On Oct. 31, the Judiciary Committee voted to sponsor a proposal that would help give advocates and law enforcement a clearer picture of the problem of missing and murdered Indigenous people in the state. It would also require law enforcement cooperation with tribal agencies and cover emergency alerts and additional training.

The Legislature’s Select Committee on Tribal Relations voted in August to forward a draft bill to the committee.

“Our bill does four things, and these are all things that are consistent with (what) other states are doing,” Select Committee on Tribal Relations member and bill author Sen. Affie Ellis, R-Cheyenne, told the committee. “And when you combine them together, it provides for a pretty impressive package.”

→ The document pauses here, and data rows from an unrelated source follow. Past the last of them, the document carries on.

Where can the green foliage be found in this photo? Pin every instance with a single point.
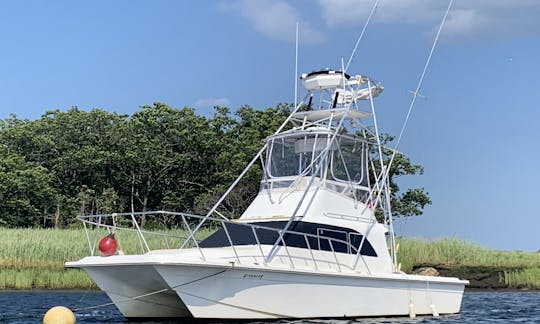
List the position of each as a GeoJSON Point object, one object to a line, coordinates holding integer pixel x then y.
{"type": "Point", "coordinates": [454, 252]}
{"type": "Point", "coordinates": [90, 162]}
{"type": "Point", "coordinates": [412, 201]}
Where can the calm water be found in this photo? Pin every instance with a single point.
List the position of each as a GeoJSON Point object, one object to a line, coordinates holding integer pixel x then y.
{"type": "Point", "coordinates": [478, 307]}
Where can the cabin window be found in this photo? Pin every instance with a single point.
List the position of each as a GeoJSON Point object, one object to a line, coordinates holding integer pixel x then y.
{"type": "Point", "coordinates": [240, 234]}
{"type": "Point", "coordinates": [349, 163]}
{"type": "Point", "coordinates": [295, 156]}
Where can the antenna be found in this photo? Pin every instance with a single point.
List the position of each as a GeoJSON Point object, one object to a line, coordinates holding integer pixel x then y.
{"type": "Point", "coordinates": [361, 34]}
{"type": "Point", "coordinates": [296, 69]}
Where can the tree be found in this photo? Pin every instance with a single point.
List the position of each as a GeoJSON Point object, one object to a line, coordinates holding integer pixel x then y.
{"type": "Point", "coordinates": [26, 192]}
{"type": "Point", "coordinates": [412, 201]}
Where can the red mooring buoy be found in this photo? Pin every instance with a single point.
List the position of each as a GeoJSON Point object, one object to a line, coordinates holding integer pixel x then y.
{"type": "Point", "coordinates": [108, 245]}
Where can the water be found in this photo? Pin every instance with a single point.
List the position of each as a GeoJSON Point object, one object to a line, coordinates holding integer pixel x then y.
{"type": "Point", "coordinates": [477, 307]}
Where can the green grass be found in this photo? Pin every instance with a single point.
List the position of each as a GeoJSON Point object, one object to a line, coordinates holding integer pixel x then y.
{"type": "Point", "coordinates": [523, 279]}
{"type": "Point", "coordinates": [521, 269]}
{"type": "Point", "coordinates": [34, 258]}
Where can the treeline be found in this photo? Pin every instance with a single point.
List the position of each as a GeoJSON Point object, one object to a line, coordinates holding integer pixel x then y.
{"type": "Point", "coordinates": [77, 162]}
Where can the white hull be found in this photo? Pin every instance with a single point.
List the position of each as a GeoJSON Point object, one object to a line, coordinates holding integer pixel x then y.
{"type": "Point", "coordinates": [123, 283]}
{"type": "Point", "coordinates": [243, 293]}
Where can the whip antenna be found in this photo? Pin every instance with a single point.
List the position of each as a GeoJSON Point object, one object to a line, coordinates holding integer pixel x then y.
{"type": "Point", "coordinates": [361, 34]}
{"type": "Point", "coordinates": [296, 68]}
{"type": "Point", "coordinates": [385, 176]}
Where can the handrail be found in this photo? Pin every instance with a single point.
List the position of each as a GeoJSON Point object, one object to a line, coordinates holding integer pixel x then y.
{"type": "Point", "coordinates": [99, 222]}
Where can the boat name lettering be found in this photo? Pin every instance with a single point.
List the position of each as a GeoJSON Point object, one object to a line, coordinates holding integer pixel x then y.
{"type": "Point", "coordinates": [252, 276]}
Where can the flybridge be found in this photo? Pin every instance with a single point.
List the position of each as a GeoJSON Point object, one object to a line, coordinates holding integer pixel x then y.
{"type": "Point", "coordinates": [347, 89]}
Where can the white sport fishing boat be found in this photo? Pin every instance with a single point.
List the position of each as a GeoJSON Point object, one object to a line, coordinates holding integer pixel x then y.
{"type": "Point", "coordinates": [310, 245]}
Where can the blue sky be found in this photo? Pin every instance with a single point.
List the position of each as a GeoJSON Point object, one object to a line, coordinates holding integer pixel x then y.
{"type": "Point", "coordinates": [475, 132]}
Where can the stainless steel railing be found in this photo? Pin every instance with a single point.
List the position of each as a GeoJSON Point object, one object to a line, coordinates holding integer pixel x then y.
{"type": "Point", "coordinates": [128, 227]}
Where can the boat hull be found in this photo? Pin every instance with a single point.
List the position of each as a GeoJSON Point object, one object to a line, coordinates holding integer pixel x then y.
{"type": "Point", "coordinates": [138, 291]}
{"type": "Point", "coordinates": [243, 293]}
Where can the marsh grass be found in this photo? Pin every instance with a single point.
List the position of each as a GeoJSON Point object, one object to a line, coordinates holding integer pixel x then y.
{"type": "Point", "coordinates": [34, 258]}
{"type": "Point", "coordinates": [521, 269]}
{"type": "Point", "coordinates": [528, 278]}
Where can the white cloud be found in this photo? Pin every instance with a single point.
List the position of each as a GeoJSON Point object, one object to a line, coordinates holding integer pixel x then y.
{"type": "Point", "coordinates": [468, 19]}
{"type": "Point", "coordinates": [275, 19]}
{"type": "Point", "coordinates": [209, 103]}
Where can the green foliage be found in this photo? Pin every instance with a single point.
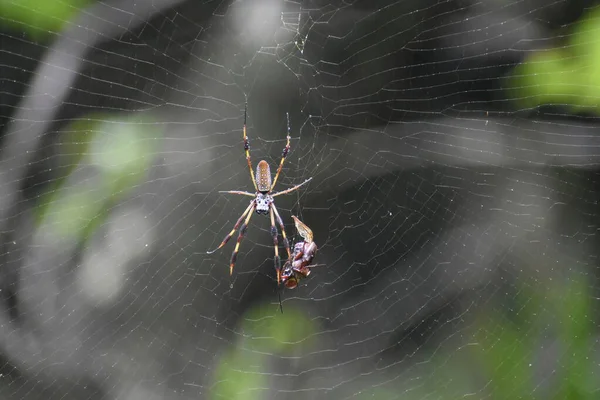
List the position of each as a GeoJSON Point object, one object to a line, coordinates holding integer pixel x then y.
{"type": "Point", "coordinates": [38, 18]}
{"type": "Point", "coordinates": [243, 370]}
{"type": "Point", "coordinates": [575, 329]}
{"type": "Point", "coordinates": [118, 150]}
{"type": "Point", "coordinates": [568, 76]}
{"type": "Point", "coordinates": [288, 331]}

If passed, the bill would, among other things: require the state Department of Criminal Investigation to gather and publish data on missing people and include their biographical data; require law enforcement agencies in Wyoming to cooperate with those efforts; have DCI offer training on missing and murdered Indigenous people for attorneys, prosecutors, judges and law enforcement agencies; and require the state to assist the Eastern Shoshone and Northern Arapaho tribes if they choose to implement and manage their own Amber Alert system.

Experts and advocates say more impactful change needs to come from the federal government. Still, the bill would be a first step for the state — which also has a task force examining the topic — as it, other states and the federal government begin to recognize the problem and look for solutions.

It’s unclear exactly how many Indigenous women and girls have gone missing or been murdered nationwide or in Wyoming. However, Wyoming officials reported 107 missing Native Americans to the National Crime Information Center last year.

Also, more than four in five Indigenous women and men have experienced violence in their lifetime, according to a 2016 National Institute of Justice study.

On Wind River, more than 70 people — mostly underage runaways who were vulnerable, had a history of being victims or had a history with substance abuse — had been reported missing as of August, Wind River Reservation Police Chief Tony Larvie told the tribal relations committee at the time.

Both Wyoming tribes endorse the proposal.

In a letter to lawmakers dated Oct. 15, Eastern Shoshone Business Council Chairman Vernon Hill pushed the Legislature to pass the bill. He said tribal leaders supported the proposal and provided input during the drafting process, adding that the tribes already work with state law enforcement agencies and “welcome any new ideas to assist us in expanding our cooperation and coordination for public safety.”

“It has been a longstanding priority of the Tribe to advocate (for) and support ... public safety for our tribal members, community, reservation and the state as a whole,” Hill wrote. “We feel that is the utmost importance to us.”

Though not specific to missing and murdered Indigenous people in Wyoming, Ellis recently said the proposal would improve public safety on Wind River by essentially eliminating some jurisdictional limitations that can make policing more complicated when on a reservation or involving a person enrolled in a tribe.

At a Select Committee on Tribal Relations meeting in Fort Washakie last month, Ellis, a citizen of the Navajo Nation, said she’d like to revive a failed 2013 proposal that would have allowed tribal police to issue citations to or arrest offenders who weren’t Native American.

“I am dying to dust that sucker off,” she said.

Wyoming Highway Patrol Col. Kebin Haller told the committee that 10 troopers in the Fremont County area had completed special training through the federal government and already have the ability to enforce state laws with offenders who are enrolled in either of the two Wind River tribes on the reservation or assist tribal police with calls.

And while Wind River Police Department officers can go through training to be able to do the same with non-Native offenders, Haller said that training is more “burdensome” than what the Highway Patrol troopers had to complete. He said the proposal would allow law enforcement agencies to more effectively cover a larger area.

Committee member Rep. Lloyd Larsen, R-Lander, said it’s time “to bring that 360 (degrees) and allow tribal police to also be able to issue citations to non-tribal members while on tribal land.”

“It would be a great benefit for enforcing state law on tribal land,” he said.

When a similar proposal limited to traffic citations was first floated in 2013, lawmakers said the bill failed for political reasons.

“It caused a lot of angst in Fremont County,” said Sen. Cale Case, R-Lander, who led the tribal relations committee when the bill was first proposed. “There’s some folks over in the Riverton area that were really concerned about it for really no reason.”